Answer:
Out of the two methods The 2nd method is a better option for implementing several stacks and arrays using the single array system this is because Method 2 makes efficient use of the available space
Explanation:
A) Method 1 ( Divide the given single array in the size of n/k.)
- How to use method 1 to implement several stacks involves :
i) To implement several stacks through an array (x) is by dividing the array in n/k parts.
ii) The k represents the slots in which the different stacks will be placed and the n represents the size of the array x.
iii) If you need to implement at least two stacks place the first stack in the slot of a [0] to a [n/k - 1], and another stack in the slot of a[n/k] to a[2n/k-1].
note: The disadvantage of this method is that the use of the space of the array is not much efficient. therefore method 2 is better
- How to use method 1 to implement queues involves :
i) queues can also be implemented through an array. applying the same method above
ii) Divide the array in slots and place the queues in that slots.
This method has a problem with the efficient utilization of the space.therefore method 2 is preferred
B) Method 2 ( uses the space efficiently ) uses two more arrays to implement stacks which are : Top_array and Next_array
- how to use method 2 to implement several stacks
i) Store the indexes of the next item that will also be stored in all stacks in this initial stack
ii)The initial actual array is x[] and this will store the stacks.
iii)Simultaneously with several stacks, the stack which contain the free slots in the array x[] will also be maintained.
iv) The entries of the Top_array[] will be initialized to -1. This implies that all the stacks are empty.
v) Firstly the entries of the array Next_array[i] will be initialized to i+1, since all the slots initially are free and are pointed to the next slot.
vi) Initialize The top of the free stack that is maintaining the free slots as 0.
vii) The complexity of push () (method to insert an element) and pop () (method to delete an element) operations by using this method is O (1).
- How to use method 2 to implement several queues
The same method applicable to implementing several stacks is used here but with a difference is the presence of three extra arrays which are :
Front_array[] = indicates the number of queues.

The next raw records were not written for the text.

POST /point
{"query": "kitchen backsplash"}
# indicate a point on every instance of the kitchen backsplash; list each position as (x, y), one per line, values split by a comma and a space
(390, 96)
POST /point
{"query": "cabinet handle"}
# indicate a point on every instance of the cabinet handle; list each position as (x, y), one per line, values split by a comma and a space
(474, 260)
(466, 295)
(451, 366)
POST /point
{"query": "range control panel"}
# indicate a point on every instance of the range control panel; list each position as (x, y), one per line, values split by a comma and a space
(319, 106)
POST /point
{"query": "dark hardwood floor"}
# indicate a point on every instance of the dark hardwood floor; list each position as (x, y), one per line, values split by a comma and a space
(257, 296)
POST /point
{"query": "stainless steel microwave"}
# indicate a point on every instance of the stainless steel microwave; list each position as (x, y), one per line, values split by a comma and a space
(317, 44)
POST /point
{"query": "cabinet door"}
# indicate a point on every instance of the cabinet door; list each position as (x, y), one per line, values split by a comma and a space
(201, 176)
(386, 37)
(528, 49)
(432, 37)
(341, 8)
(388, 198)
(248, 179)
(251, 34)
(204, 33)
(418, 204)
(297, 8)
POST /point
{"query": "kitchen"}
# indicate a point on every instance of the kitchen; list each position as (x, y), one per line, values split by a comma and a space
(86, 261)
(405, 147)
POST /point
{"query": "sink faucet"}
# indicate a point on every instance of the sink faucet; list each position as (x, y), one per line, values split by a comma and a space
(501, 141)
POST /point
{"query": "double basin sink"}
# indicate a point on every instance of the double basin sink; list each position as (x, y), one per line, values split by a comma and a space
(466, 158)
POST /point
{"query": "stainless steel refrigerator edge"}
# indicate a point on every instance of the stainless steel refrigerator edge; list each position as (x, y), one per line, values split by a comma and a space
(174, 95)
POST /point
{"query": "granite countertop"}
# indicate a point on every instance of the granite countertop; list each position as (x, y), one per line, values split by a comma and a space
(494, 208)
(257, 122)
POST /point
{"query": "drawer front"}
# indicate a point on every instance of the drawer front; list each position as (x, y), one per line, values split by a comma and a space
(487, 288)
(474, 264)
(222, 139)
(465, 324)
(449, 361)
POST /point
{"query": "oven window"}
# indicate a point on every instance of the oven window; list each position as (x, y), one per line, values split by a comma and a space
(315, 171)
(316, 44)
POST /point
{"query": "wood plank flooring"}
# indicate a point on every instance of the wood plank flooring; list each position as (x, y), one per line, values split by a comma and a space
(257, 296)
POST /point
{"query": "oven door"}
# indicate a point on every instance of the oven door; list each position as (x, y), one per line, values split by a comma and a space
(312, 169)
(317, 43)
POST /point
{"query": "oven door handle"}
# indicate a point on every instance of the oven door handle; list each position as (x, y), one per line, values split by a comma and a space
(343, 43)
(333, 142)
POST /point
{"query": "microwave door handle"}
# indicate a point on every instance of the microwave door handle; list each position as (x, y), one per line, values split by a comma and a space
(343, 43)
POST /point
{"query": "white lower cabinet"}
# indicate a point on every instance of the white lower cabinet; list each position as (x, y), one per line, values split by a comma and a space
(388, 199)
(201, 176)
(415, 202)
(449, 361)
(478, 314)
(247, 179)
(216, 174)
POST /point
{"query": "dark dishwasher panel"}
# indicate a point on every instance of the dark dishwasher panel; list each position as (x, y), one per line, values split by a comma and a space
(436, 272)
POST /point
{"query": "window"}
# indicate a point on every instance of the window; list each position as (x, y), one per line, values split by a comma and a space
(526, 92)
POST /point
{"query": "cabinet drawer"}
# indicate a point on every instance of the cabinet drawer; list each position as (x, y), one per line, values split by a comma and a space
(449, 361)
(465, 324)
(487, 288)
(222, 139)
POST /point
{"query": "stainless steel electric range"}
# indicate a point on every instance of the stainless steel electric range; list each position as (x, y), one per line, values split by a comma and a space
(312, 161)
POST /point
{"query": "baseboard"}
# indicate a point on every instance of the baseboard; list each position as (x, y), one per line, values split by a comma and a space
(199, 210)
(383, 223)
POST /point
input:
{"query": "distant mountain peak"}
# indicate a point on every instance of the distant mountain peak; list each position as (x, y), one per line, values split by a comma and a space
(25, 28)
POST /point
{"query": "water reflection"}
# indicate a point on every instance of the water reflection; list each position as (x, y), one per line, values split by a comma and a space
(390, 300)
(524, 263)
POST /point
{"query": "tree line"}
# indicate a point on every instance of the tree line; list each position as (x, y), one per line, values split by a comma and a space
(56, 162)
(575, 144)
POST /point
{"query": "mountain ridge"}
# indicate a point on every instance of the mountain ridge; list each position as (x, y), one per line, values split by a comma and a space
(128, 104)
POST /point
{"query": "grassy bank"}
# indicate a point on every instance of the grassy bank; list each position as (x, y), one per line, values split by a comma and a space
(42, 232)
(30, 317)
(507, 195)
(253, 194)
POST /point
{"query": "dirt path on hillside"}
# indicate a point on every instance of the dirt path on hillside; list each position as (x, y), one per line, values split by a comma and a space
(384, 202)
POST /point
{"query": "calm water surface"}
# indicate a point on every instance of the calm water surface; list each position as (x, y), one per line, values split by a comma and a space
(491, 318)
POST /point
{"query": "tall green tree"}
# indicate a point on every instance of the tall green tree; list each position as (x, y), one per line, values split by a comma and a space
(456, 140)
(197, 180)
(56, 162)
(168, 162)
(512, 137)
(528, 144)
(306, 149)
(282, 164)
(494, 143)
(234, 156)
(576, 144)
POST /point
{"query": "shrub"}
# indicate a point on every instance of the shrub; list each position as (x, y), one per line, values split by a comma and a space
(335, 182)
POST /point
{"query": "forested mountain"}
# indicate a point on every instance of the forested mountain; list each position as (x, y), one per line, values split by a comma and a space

This array stores the indexes of the front elements of the stacks.
Rear_array[] = determines the sizeof the array k . This array stores the indexes of the last elements of the stacks.
Next_array[] = The array n indicates the size of the single array say x. This array stores the indexes of the next items that is being pushed.
i) The initial actual array is a[] which will store the queues. The free slots will also be maintained.
ii)The entries of the Front_array[] will be initialized to -1. This means that all the queues are empty initially
ii) Initially the entries of the array Next_array[i] will be initialized to i+1, since all the slots initially are free and are pointed to the next slot.
iv) Apply The complexity of enqueue () and dequeue () by using this method is O (1).